En la cocina, vertió leche sin lactosa en un tazón. Solo encontró un trozo de pan duro y un aguacate. Lo examinó sin saber si se comía crudo o cocido. Al final, desistió.

—¿Te vas ya? —preguntó Lucía, absorta en su teléfono.

—Sí —dijo él, conteniendo su irritación—. Oye, cariño, ¿y tu trabajo?

Ella lo miró como si hubiera dicho una locura.

—¡Dios mío, Dieguito! ¿Qué trabajo? ¡Ahora soy tu esposa! Antes tenía que mantenerme, pero tú eres el proveedor. Yo cuido el hogar y te inspiro.

***
Diego volvió del trabajo cansado y hambriento. En la cocina, solo encontró un aguacate mustio. En el dormitorio, Lucía se maquillaba frente al espejo.

—¿Ya estás aquí? —dijo, alegre—. ¡Vístete rápido! Hoy hay fiesta con espuma en una discoteca.

—Lucía, estoy agotado —susurró él, desplomándose en la cama—. Llevo dos días sin comer bien.

Ella giró lentamente, con las cejas enarcadas.

—¿No vas a salir? —preguntó, con voz helada—. ¿Así me tratas? Me tienes encerrada, sin vida social…

Diego, experto en conflictos matrimoniales, optó por retirarse a la cocina. Pero Lucía no se daría por vencida.

—¡Me conviertes en tu esclava! —gritó, persiguiéndolo—. ¡Nunca salimos! ¿Para qué quiero mi belleza si me pudro aquí?

—Mi amor, cálmate —intentó él, dispuesto a aceptar hasta una guillotina con tal de silenciarla.

Pero Lucía ya estaba en pleno drama.

—¡Tú arruinaste mi juventud! —aulló—. ¡Pronto me moriré de hambre con tus malditos aguacates!

Agarró uno y lo agitó frente a su cara. Diego estalló.

—¿Mis aguacates? —rugió, con el estómago resonando—. ¡Fuiste tú quien los pidió!

—¡Ahora me echas en cara el dinero! —chilló ella—. ¡Toma tu aguacate, ahógate con él!
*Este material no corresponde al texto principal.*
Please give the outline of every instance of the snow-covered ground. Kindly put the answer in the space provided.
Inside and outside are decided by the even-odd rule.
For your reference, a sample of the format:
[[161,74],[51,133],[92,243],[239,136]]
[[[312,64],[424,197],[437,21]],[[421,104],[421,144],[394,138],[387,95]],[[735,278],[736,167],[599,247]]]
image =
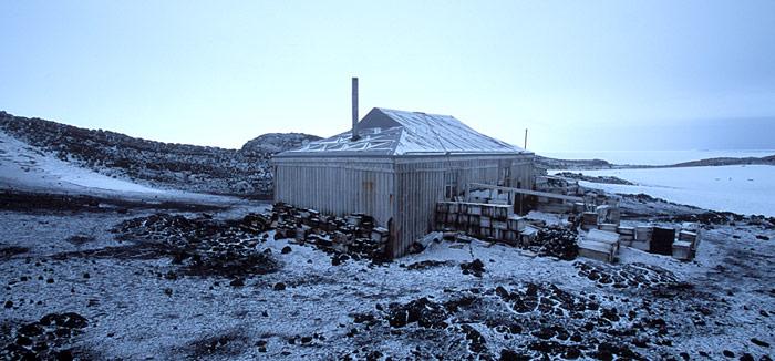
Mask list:
[[0,183],[43,189],[83,189],[163,193],[124,179],[112,178],[45,154],[0,132]]
[[190,200],[226,205],[244,203],[234,197],[159,189],[131,179],[110,177],[58,159],[2,131],[0,131],[0,189],[149,202]]
[[539,152],[538,154],[558,159],[603,159],[613,164],[671,165],[683,162],[717,157],[764,157],[775,154],[775,149],[724,149],[724,151],[568,151]]
[[[761,234],[772,236],[772,230],[748,226],[711,229],[694,262],[627,248],[618,266],[585,260],[611,271],[643,270],[640,265],[655,265],[692,285],[690,290],[666,298],[655,296],[659,287],[606,287],[580,276],[574,261],[536,257],[477,240],[432,243],[424,252],[386,266],[371,266],[364,260],[332,266],[330,256],[321,250],[273,239],[270,231],[258,248],[269,249],[282,267],[273,274],[248,277],[244,287],[231,287],[230,279],[215,276],[165,277],[179,266],[163,255],[72,254],[131,247],[131,243],[113,239],[108,229],[141,215],[2,213],[3,247],[29,248],[0,259],[0,281],[8,285],[2,301],[14,302],[0,311],[4,322],[23,324],[49,312],[78,312],[89,320],[89,327],[71,340],[70,347],[95,359],[366,359],[373,352],[394,359],[464,359],[477,353],[486,359],[497,358],[507,349],[540,354],[542,351],[528,348],[537,344],[578,345],[585,354],[592,354],[596,350],[585,347],[600,338],[629,344],[630,339],[640,337],[645,337],[644,345],[630,348],[647,359],[678,358],[681,352],[692,359],[703,353],[721,359],[723,350],[760,359],[771,349],[750,340],[775,342],[775,318],[768,316],[775,313],[775,289],[762,282],[775,266],[775,245],[755,238]],[[536,213],[533,216],[541,217]],[[732,239],[732,234],[740,239]],[[73,235],[91,236],[93,240],[65,240]],[[283,254],[288,246],[291,251]],[[474,259],[484,262],[480,278],[461,271],[462,264]],[[407,267],[423,261],[437,264]],[[652,272],[645,275],[655,277]],[[44,281],[49,278],[51,282]],[[287,288],[277,290],[278,282]],[[559,295],[560,299],[571,298],[571,302],[599,303],[600,312],[614,309],[620,316],[617,319],[621,319],[608,326],[611,322],[593,310],[571,313],[580,314],[580,320],[559,310],[559,314],[538,310],[521,313],[515,311],[520,303],[512,306],[502,300],[503,291],[497,290],[525,292],[526,285],[538,285],[541,305],[544,298]],[[459,298],[474,303],[464,302],[459,310],[448,311],[450,326],[445,329],[416,323],[392,328],[382,319],[385,311],[381,309],[386,310],[389,303],[422,297],[438,303]],[[359,323],[354,321],[356,314],[372,314],[376,320]],[[657,319],[666,322],[664,334],[657,336],[648,326],[638,334],[627,333],[632,324]],[[498,331],[497,324],[504,322],[517,322],[521,331]],[[549,341],[541,341],[542,336],[536,334],[545,324],[571,333],[590,329],[579,336],[581,341],[569,341],[567,334],[565,339],[549,336]],[[459,332],[464,327],[483,337],[486,350],[476,351],[473,340],[477,337]],[[602,333],[609,331],[614,333]]]
[[[558,173],[561,171],[552,171]],[[644,193],[653,197],[713,210],[775,216],[775,166],[732,165],[682,168],[581,171],[590,176],[617,176],[636,186],[581,180],[611,193]]]

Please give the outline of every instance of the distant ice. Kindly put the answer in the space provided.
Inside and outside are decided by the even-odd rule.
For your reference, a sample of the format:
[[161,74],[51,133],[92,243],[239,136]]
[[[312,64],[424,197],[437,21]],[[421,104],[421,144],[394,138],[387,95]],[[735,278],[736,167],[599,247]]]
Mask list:
[[539,152],[539,155],[559,159],[603,159],[613,164],[671,165],[717,157],[764,157],[775,149],[725,151],[572,151]]
[[581,173],[617,176],[638,184],[628,186],[580,182],[587,187],[624,194],[644,193],[713,210],[775,216],[775,166],[602,169]]

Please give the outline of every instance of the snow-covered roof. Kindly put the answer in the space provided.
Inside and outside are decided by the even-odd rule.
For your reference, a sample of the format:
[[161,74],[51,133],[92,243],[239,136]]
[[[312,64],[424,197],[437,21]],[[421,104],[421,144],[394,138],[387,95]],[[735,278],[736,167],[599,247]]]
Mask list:
[[278,156],[519,154],[518,146],[486,136],[454,116],[372,109],[352,131],[310,142]]

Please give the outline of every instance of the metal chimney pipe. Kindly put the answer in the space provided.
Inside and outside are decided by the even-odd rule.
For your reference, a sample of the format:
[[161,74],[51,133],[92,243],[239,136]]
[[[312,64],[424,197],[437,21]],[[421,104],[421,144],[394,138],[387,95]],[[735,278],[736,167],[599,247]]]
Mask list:
[[358,76],[352,78],[352,138],[351,141],[358,141],[360,135],[358,135]]

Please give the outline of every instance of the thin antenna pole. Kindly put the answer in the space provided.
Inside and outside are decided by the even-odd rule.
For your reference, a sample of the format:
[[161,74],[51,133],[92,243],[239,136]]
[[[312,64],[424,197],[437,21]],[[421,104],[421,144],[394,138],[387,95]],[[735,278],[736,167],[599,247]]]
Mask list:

El impacto del fruto en su cara le provocó dolor, humillación… y entonces despertó.

***
El autobús dejó a María López en la estación.Al ver a Diego corriendo hacia ella con un gran ramo de flores, María sonrió confundida pero feliz, preguntándose qué habría provocado ese repentino gesto de cariño.